In 1907, Ziyadkhanov headed the clandestine “Defense” organization which fought against the Russian colonialism. In March of the same year the congress of representatives of the South Caucasus, North Caucasus and Crimea Moslems held in Ganja, resolved to establish all-Muslim Union of Transcaucasia by the leadership of Ismayil Khan Ziyadkhanov. After the February revolution (1917) he was appointed the chief of the city militia by the executive committee of public organizations in Ganja. In the spring of 1918, the armed troops headed by Ziyadkhanov selflessly fought to save the lives of the Muslim population during Shamakhi massacres perpetrated by Armenian-dashnak armed forces. S. Shaumyan considered Ziyadkhanov as the most dangerous person for the Soviet power in Azerbaijan.
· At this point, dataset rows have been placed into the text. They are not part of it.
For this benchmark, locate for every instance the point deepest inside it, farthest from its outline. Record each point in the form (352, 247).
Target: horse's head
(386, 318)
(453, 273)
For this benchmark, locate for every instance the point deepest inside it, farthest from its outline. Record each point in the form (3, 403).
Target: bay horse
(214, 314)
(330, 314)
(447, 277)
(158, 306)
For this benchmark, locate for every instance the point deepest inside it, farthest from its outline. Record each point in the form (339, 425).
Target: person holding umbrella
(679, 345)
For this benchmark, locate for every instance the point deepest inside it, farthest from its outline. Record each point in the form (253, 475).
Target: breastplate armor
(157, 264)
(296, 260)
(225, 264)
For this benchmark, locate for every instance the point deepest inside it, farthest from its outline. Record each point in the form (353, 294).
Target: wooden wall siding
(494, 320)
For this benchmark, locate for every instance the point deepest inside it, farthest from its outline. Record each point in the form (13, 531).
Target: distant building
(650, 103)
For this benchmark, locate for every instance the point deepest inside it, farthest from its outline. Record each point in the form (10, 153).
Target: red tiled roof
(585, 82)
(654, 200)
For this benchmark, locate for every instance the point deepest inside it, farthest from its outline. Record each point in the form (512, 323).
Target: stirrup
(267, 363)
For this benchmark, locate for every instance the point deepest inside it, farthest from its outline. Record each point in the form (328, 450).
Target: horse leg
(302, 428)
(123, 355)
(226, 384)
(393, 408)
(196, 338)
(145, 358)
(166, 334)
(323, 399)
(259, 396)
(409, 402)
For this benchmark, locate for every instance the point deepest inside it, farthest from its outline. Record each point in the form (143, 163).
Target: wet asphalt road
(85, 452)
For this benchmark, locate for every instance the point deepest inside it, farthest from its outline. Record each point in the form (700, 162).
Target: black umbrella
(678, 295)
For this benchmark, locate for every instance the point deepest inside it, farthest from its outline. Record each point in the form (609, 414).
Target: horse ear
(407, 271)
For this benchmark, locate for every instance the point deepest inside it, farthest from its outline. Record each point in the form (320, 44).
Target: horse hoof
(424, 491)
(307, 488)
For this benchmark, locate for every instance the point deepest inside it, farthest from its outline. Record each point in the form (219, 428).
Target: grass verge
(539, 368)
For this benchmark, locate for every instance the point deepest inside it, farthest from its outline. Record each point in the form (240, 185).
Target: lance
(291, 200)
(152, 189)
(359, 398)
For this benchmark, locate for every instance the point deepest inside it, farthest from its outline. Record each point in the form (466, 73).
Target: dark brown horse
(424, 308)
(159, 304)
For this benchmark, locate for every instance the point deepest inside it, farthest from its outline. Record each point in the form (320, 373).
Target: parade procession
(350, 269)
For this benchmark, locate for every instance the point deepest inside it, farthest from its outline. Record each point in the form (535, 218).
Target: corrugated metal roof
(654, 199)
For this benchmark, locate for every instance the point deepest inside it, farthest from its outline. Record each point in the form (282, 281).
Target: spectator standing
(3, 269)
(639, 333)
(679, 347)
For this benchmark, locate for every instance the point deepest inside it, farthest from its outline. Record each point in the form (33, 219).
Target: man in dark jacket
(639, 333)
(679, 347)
Ziyadkhanov was a military commissioner in the second cabinet of Azerbaijan Democratic Republic. In the spring of 1919, he headed the extraordinary diplomatic mission of Azerbaijan Democratic Republic sent to Tehran to conduct negotiations with Iranian government. As a result of the mission, the establishment of the permanent diplomatic representation of Azerbaijan Democratic Republic in Tehran and consulates in some parts of Iran was agreed. Also the draft agreements were prepared on post, telegraph, commerce and other fields. 
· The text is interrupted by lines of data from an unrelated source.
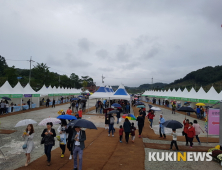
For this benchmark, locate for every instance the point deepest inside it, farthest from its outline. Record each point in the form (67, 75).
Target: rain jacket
(186, 125)
(162, 120)
(191, 132)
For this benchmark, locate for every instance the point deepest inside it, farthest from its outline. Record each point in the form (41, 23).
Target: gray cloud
(84, 44)
(106, 69)
(131, 41)
(102, 54)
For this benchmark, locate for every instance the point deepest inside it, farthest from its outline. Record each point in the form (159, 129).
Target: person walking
(69, 111)
(197, 130)
(118, 115)
(2, 107)
(185, 129)
(111, 124)
(126, 127)
(150, 116)
(6, 107)
(28, 137)
(132, 132)
(47, 102)
(48, 135)
(73, 106)
(174, 141)
(161, 129)
(198, 112)
(79, 136)
(201, 112)
(140, 121)
(77, 106)
(70, 143)
(29, 103)
(191, 134)
(63, 136)
(53, 103)
(120, 133)
(80, 113)
(173, 108)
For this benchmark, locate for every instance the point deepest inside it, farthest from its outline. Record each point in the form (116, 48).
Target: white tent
(120, 93)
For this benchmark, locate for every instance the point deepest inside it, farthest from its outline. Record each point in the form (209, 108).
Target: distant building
(92, 87)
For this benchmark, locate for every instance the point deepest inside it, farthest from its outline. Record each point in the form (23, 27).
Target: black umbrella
(173, 124)
(139, 103)
(6, 98)
(113, 111)
(186, 109)
(83, 124)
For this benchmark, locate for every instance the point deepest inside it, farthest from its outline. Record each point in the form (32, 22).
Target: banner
(27, 95)
(213, 121)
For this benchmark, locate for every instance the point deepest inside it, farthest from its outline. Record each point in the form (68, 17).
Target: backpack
(111, 120)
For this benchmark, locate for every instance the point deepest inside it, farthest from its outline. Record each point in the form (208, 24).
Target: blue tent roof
(121, 92)
(107, 89)
(102, 89)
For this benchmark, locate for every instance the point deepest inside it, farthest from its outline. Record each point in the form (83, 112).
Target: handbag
(42, 141)
(25, 145)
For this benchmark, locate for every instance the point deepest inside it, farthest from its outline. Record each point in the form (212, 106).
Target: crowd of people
(73, 138)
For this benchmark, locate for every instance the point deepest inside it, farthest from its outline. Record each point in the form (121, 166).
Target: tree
(40, 73)
(84, 84)
(11, 75)
(3, 65)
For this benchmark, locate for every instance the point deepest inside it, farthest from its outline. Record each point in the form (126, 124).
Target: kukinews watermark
(179, 156)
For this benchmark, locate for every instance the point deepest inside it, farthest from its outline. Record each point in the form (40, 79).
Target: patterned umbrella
(53, 120)
(25, 122)
(129, 116)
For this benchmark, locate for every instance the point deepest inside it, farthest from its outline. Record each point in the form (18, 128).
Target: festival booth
(120, 93)
(16, 96)
(33, 95)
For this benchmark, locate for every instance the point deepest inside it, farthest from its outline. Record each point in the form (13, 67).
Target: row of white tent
(107, 92)
(210, 97)
(20, 95)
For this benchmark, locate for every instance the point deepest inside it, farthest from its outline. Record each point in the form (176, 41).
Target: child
(120, 133)
(132, 131)
(62, 137)
(174, 141)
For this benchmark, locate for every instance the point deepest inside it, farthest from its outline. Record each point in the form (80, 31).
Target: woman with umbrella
(185, 130)
(127, 127)
(62, 136)
(48, 135)
(29, 144)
He was assassinated soon after the occupation in April, 1920.

 

 

Zizikski Ali bey

Zizikski Ali bey Harun bey oglu was a member of the parliament of the Azerbaijan Democratic Republic and one of the active participants of Azerbaijan national independence movement. After the February revolution captain A. Zizikski was appointed a commissar of Guba district by Special Transcaucasian Committee (Deputy commissar was Mir Jafar Baghirov). He prevented the district to be taken under the control of the Baku Soviet after October revolution in 1917. During the massacre in March, 1918, A. Zizikski together with his groups joined the regiments of Najmaddin Gotsinski who came from Dagestan to give help for Baku. 

In April, 1918, the troops of Baku Soviet launched an attack to Guba. In May, 1918, the muslim joint troops headed by Ali bey Zizikski, Hamdulla efendi Efendizade and others liberated Guba city from Baku Soviet armed forces. In late April-early May, according to S. Shaumyan and G. Korganov’s instructions the new dashnak-bolshevik armed forces headed by dashnak Hamazasp were brought into Guba. Zizikski could not put up resistance to outnumbering enemy forces and had to cross over to Dagestan. Hamazasp’s forces perpetrated massacres and vile atrocities in the city and surroundings. Zizikski founded up a new armed group consisting of Caucasus Islam Army and local population of Dagestan, lunched a counteroffensive against dashnak-bolshevik armed forces and liberated Guba. 

On September 15, 1918, after liberation of Baku by Caucasus Islam Army consisting of Azerbaijani and Turkish armed forces, Zizikski who was a colonel by that time, was appointed deputy governor-general of the capital, at the same time, was elected a member of the Parliament of Azerbaijan from Guba district. He represented “Ittihad” faction in the parliament. He was elected a member of the Central Committee of “Ittihad” party at the first (April, 1919) and the second (January, 1920) congresses of the party. 

For some time Zizikski participated in resistance movement against the soviet authority after the April occupation. Until 1928, he lived in Baku, but that time he suffered Bolshevik persecution. He was accused of “perpetration of Armenian massacre”, was arrested and put to death.